In my naive view of the public domain, it seems to me that this situation can be avoided.

We did it (and continue to prove out the model) with BarCamp — even if the Community Mark designation still seems onerous to me.

And beyond the legal context of this project, I simply don’t want to have to answer to anyone questioning why I or anyone else might be involved in this project.

Certainly there’s money to be had here and there, and it’s unavoidable and not altogether a bad thing; there’s also more than enough of it to go around in the world (it’s the lack of re-circulation that should be the concern, not what people are working on or why). In terms of my interests, I never start a project with aspirations for control or domination; instead I want to work with intelligent and passionate people — and, insomuch as I am able, enable other people to pursue their passions, demonstrating, perhaps, what Craig Newmark calls nerd values. So if no one (and everyone) can own the work that we’re creating, then the only reason to be involved in this particular instance of the project is because of the experience, and because of the people involved, and because there’s something rewarding or interesting about the problems being tackled, and that their resolution holds some meaning or secondary value for the participants involved.

I can’t say that this work (or anything else that I do) will have any widespread consequences or effects.
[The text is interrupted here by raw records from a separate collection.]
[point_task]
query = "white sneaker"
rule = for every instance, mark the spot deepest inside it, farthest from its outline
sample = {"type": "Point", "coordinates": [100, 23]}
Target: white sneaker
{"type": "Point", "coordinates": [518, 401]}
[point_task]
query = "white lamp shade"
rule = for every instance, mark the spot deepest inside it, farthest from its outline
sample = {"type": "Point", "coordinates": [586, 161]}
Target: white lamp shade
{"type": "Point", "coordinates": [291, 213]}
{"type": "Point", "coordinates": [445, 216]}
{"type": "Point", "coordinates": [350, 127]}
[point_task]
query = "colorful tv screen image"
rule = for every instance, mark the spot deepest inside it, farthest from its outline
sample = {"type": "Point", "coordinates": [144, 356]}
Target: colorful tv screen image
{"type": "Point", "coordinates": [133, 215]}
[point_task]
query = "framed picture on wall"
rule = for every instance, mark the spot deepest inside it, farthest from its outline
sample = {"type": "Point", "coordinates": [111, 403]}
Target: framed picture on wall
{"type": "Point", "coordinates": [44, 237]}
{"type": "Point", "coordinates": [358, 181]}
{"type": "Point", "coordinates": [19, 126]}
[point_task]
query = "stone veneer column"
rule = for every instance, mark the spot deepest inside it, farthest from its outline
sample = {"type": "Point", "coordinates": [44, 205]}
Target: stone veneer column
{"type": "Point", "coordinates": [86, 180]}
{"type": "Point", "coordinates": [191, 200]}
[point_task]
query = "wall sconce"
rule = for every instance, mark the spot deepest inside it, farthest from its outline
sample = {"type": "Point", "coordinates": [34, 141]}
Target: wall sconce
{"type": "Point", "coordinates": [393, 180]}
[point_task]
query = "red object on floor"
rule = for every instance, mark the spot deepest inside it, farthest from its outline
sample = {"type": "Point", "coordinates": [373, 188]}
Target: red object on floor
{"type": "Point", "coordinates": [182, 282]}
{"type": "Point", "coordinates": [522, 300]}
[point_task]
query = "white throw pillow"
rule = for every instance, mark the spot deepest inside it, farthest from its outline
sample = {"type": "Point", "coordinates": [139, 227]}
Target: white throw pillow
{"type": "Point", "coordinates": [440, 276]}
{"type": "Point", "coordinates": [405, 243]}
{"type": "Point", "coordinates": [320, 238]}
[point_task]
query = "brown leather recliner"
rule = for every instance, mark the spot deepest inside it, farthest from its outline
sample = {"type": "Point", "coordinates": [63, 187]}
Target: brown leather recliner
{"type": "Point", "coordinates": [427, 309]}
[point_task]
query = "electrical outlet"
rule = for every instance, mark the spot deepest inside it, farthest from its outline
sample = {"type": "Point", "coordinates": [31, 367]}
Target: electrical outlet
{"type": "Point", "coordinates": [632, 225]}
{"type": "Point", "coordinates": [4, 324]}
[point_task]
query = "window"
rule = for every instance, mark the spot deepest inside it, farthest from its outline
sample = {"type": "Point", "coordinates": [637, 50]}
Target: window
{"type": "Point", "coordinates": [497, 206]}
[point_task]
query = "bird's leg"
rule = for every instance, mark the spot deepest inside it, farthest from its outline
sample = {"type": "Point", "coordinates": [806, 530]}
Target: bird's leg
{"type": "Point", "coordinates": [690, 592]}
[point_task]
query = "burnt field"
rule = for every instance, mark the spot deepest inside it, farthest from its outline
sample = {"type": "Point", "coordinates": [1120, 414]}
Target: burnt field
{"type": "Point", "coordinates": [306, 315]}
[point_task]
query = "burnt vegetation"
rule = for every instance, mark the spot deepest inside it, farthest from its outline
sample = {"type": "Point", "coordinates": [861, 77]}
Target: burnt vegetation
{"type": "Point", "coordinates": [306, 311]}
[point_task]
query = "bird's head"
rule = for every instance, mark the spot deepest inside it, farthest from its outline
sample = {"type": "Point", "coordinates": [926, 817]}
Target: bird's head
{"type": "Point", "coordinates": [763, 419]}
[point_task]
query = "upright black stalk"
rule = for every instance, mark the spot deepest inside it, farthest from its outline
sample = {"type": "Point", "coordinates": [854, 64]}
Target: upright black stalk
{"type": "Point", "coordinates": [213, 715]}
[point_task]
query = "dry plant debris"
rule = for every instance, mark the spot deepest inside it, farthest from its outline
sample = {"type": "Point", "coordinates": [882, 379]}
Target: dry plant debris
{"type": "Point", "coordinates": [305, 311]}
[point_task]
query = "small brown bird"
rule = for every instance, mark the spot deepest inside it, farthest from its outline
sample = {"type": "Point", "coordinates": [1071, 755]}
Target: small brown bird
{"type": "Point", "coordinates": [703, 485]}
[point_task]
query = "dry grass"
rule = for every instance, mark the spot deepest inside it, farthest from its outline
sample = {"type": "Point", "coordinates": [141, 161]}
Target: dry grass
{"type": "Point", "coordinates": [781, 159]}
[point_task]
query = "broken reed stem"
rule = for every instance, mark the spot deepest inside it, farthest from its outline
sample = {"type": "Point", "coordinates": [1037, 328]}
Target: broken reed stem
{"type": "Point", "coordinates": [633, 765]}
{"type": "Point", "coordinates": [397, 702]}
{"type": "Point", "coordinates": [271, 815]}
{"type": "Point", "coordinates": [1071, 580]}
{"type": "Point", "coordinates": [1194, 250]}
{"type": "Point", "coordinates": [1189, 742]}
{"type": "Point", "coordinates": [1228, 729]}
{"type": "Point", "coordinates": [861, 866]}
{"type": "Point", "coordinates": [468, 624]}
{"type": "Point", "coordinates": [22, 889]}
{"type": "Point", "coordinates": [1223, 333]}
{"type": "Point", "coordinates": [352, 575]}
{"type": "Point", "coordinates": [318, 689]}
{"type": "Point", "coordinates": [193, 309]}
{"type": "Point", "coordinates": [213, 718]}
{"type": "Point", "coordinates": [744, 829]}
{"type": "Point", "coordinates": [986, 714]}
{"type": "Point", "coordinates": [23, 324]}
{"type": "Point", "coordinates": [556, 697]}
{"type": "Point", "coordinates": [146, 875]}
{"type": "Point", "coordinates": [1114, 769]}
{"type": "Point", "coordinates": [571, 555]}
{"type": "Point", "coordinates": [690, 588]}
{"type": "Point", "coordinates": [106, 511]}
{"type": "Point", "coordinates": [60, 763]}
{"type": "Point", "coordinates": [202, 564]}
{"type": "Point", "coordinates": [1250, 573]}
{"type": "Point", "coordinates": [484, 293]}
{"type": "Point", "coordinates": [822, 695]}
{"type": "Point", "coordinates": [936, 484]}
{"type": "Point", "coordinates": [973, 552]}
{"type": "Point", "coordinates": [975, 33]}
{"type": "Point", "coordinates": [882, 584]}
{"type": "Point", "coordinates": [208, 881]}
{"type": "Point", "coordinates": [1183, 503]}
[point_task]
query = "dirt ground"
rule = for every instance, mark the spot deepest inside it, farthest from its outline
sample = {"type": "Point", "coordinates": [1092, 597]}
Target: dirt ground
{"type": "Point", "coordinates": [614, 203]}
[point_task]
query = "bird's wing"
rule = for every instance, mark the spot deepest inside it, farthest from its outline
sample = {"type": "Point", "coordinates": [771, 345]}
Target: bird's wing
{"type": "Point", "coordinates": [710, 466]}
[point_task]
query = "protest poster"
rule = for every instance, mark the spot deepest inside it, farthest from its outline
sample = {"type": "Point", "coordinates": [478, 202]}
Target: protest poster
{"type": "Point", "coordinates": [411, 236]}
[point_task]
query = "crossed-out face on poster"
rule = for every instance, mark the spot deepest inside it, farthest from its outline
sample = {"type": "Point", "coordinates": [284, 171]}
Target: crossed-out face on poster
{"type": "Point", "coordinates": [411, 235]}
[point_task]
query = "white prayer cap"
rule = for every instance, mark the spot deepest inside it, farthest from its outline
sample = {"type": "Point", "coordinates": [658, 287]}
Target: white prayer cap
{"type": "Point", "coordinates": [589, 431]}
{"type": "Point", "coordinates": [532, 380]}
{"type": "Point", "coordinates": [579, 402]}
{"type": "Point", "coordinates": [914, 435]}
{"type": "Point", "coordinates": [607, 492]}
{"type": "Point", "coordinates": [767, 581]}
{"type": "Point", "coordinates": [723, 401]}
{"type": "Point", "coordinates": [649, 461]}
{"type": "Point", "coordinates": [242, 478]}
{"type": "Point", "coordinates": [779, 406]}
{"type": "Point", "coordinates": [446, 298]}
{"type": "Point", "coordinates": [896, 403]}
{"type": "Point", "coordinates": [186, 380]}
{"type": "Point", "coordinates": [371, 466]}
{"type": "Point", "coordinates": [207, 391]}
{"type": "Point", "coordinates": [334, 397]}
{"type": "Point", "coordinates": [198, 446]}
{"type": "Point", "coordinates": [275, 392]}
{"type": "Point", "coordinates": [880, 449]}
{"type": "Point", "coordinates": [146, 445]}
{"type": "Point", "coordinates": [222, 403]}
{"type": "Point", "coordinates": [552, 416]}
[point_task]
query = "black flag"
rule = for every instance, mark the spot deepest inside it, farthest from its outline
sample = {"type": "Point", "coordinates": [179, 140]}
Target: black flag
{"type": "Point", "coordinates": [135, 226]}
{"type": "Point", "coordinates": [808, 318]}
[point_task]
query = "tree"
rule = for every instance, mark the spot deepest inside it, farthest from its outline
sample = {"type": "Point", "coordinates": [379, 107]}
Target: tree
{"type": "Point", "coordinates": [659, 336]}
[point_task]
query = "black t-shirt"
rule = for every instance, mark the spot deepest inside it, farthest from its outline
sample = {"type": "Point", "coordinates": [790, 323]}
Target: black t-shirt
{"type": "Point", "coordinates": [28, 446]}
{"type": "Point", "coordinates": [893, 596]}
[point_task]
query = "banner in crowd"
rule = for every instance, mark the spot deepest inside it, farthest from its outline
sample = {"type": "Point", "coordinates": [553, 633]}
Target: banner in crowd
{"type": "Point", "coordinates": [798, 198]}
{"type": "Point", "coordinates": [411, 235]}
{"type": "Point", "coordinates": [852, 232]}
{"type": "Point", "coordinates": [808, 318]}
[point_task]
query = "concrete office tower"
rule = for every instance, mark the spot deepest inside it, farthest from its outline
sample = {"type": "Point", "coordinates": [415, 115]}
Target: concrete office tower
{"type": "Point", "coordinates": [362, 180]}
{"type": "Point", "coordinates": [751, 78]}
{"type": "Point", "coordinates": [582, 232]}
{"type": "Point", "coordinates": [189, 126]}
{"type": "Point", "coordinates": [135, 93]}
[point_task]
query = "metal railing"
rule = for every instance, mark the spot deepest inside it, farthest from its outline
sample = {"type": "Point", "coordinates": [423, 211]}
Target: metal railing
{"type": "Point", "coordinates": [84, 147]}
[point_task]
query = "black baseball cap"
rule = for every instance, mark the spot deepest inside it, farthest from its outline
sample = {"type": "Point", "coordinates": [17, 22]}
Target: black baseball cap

That’s hardly the point. Instead, I want to devote myself to working with good people, who care about what they do, who hold out some hope and see validity in the existence of their peers, who crave challenge, and who feel accomplished when others share in the glory of achievement.

I guess when you get older and join the “adult world” you have to justify a lot more to yourself and to others. It’s a lot harder to peel off the posture of defensiveness and disbelief that come with age than to allow yourself to respond with excitement, with hope, with incredulity and wonder. But I guess I’m not so much interested in that kind of “adult world” and I guess, too, that I’d rather give all my work away than risk getting caught up in the pettiness that pervades so much of the good that is being done, and that still needs to be done, in all the many myriad opportunities that surround us.